Friday, June 3, 2011

Muslim Ahmadiyah Cisalada

Islamlib.com, 06/10/2010
Oleh Saidiman Ahmad

Aksi kekerasan yang dilakukan kepada jemaat Muslim Ahmadiyah tidak pernah dilakukan secara spontan. Ada proses pengumpulan massa dan provokasi. Aparat negara mestinya bisa mencegah kekerasan sejak dini, yakni membubarkan pengumpulan massa yang bertujuan memprovokasi tindak kekerasan. Dalam semua pengumpulan massa untuk membubarkan Muslim Ahmadiyah, selalu terjadi kampanye kebencian dan permusuhan terhadap jemaat tersebut.

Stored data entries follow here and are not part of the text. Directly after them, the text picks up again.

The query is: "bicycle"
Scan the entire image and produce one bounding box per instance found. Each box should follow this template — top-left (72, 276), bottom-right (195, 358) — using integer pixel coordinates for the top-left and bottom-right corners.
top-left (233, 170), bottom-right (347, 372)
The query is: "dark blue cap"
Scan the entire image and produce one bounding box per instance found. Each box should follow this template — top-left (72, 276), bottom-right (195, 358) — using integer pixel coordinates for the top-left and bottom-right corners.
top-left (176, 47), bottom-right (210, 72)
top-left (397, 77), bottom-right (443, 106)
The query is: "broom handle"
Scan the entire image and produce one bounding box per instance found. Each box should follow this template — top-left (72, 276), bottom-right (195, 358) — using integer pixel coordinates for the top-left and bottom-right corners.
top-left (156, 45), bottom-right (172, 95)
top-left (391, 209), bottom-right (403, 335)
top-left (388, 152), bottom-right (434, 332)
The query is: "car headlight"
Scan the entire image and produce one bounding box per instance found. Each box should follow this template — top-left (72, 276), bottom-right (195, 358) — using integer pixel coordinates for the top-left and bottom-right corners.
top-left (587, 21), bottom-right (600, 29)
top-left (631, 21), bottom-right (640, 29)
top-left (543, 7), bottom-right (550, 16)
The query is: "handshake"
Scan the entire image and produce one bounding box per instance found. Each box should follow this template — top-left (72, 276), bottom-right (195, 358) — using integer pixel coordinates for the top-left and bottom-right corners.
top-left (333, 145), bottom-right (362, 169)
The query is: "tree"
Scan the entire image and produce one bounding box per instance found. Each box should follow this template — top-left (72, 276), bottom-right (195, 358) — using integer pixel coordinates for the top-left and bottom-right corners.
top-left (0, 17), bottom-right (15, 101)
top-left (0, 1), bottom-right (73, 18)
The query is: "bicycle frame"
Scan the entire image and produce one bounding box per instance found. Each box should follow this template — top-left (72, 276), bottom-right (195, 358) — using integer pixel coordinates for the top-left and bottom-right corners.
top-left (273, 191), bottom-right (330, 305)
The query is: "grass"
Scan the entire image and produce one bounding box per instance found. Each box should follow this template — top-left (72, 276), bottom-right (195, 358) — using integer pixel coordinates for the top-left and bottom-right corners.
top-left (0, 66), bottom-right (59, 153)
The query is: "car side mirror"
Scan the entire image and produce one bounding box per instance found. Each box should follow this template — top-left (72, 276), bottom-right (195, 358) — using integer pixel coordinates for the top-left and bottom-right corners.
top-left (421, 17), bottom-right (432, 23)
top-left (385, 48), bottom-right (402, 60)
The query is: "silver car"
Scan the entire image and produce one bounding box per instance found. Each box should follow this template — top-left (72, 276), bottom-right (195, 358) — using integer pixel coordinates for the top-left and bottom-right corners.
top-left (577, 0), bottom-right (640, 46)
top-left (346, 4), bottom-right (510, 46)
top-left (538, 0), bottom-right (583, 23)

Di Cisalada, 1 Oktober 2010, Pancasila tidak menunjukkan kesaktiannya. Sekelompok orang dengan sengaja menginjak-injak wibawa dasar negara. Mereka dengan semena-mena melakukan aksi kekerasan atas nama kebencian terhadap kelompok Muslim Ahmadiyah. Tuah Pancasila sebagai perekat kemajemukan tiba-tiba terasa hambar oleh kebengisan sekelompok warga. Aparat keamanan, yang semestinya menjadi garda depan pengawal kewibawaan Pancasila, tidak mampu—mungkin tidak mau—berbuat banyak. Mereka datang ke lokasi kejadian satu setengah jam setelah memperoleh laporan dari warga Muslim Ahmadiyah. Aparat keamanan bahkan terlihat sangat lemah ketika langkah mereka melakukan pengamanan dihadang warga penyerang. Satu masjid, lima rumah, satu mobil dan dua sepeda motor dibakar. 17 rumah warga lainnya dirusak dan dijarah. Warga Muslim Ahmadiyah yang rumahnya rusak dan terbakar terpaksa mengungsi.

Kekerasan terhadap jemaat Muslim Ahmadiyah sudah berulang kali terjadi. Di desa Manislor, Kuningan, Jawa Barat, tiga ribu warga Ahmadiyah terus waspada atas ancaman serangan yang bisa terjadi setiap saat. Di Mataram, Nusa Tenggara Barat, sudah sejak lama ratusan warga Ahmadiyah mengungsi. Rumah dan tempat ibadah mereka berkali-kali dirusak dan dibakar. Mereka dilarang kembali ke kampung tempat lahir mereka.

Kekhawatiran warga Muslim Ahmadiyah atas ancaman tindak kekerasan sangat beralasan. Hampir semua serangan yang mereka alami tidak memperoleh penanganan yang serius dari aparat negara. Di Manislor dan Bogor, warga Ahmadiyah mesti mempertahankan sendiri nyawa dan harta bendanya yang terancam. Sementara penyerang selalu sangat leluasa mengorganisir diri melakukan aksi.

Aksi kekerasan yang dilakukan kepada jemaat Muslim Ahmadiyah tidak pernah dilakukan secara spontan. Ada proses pengumpulan massa dan provokasi. Aparat negara mestinya bisa mencegah kekerasan sejak dini, yakni membubarkan pengumpulan massa yang bertujuan memprovokasi tindak kekerasan. Dalam semua pengumpulan massa untuk membubarkan Muslim Ahmadiyah, selalu terjadi kampanye kebencian dan permusuhan terhadap jemaat tersebut. Undang-undang PNPS tahun 1965 secara tegas menyatakan bahwa kampanye kebencian dan permusuhan terhadap satu kelompok masyarakat dilarang. Para pelakunya mesti ditangkap dan dikenai sanksi hukuman maksimal 5 tahun penjara sesuai KUHP Pasal 156 A.

Alih-alih mencegah potensi kekerasan dengan menangkap dan membubarkan kampanye kebencian dan permusuhan, aparat negara justru sangat sering mengkriminalkan korban. Masjid-masjid dan sarana pendidikan Muslim Ahmadiyah disegel. Mereka dilarang menyebarkan dakwah kebaikan.

Setidaknya ada dua prasyarat utama untuk menyelesaikan persoalan kekerasan yang tak berkesudahan ini. Pertama, masyarakat yang toleran. Kedua, adanya efektifitas dan kemampuan negara dalam melindungi setiap warga. Sayang sekali kita tidak punya keduanya.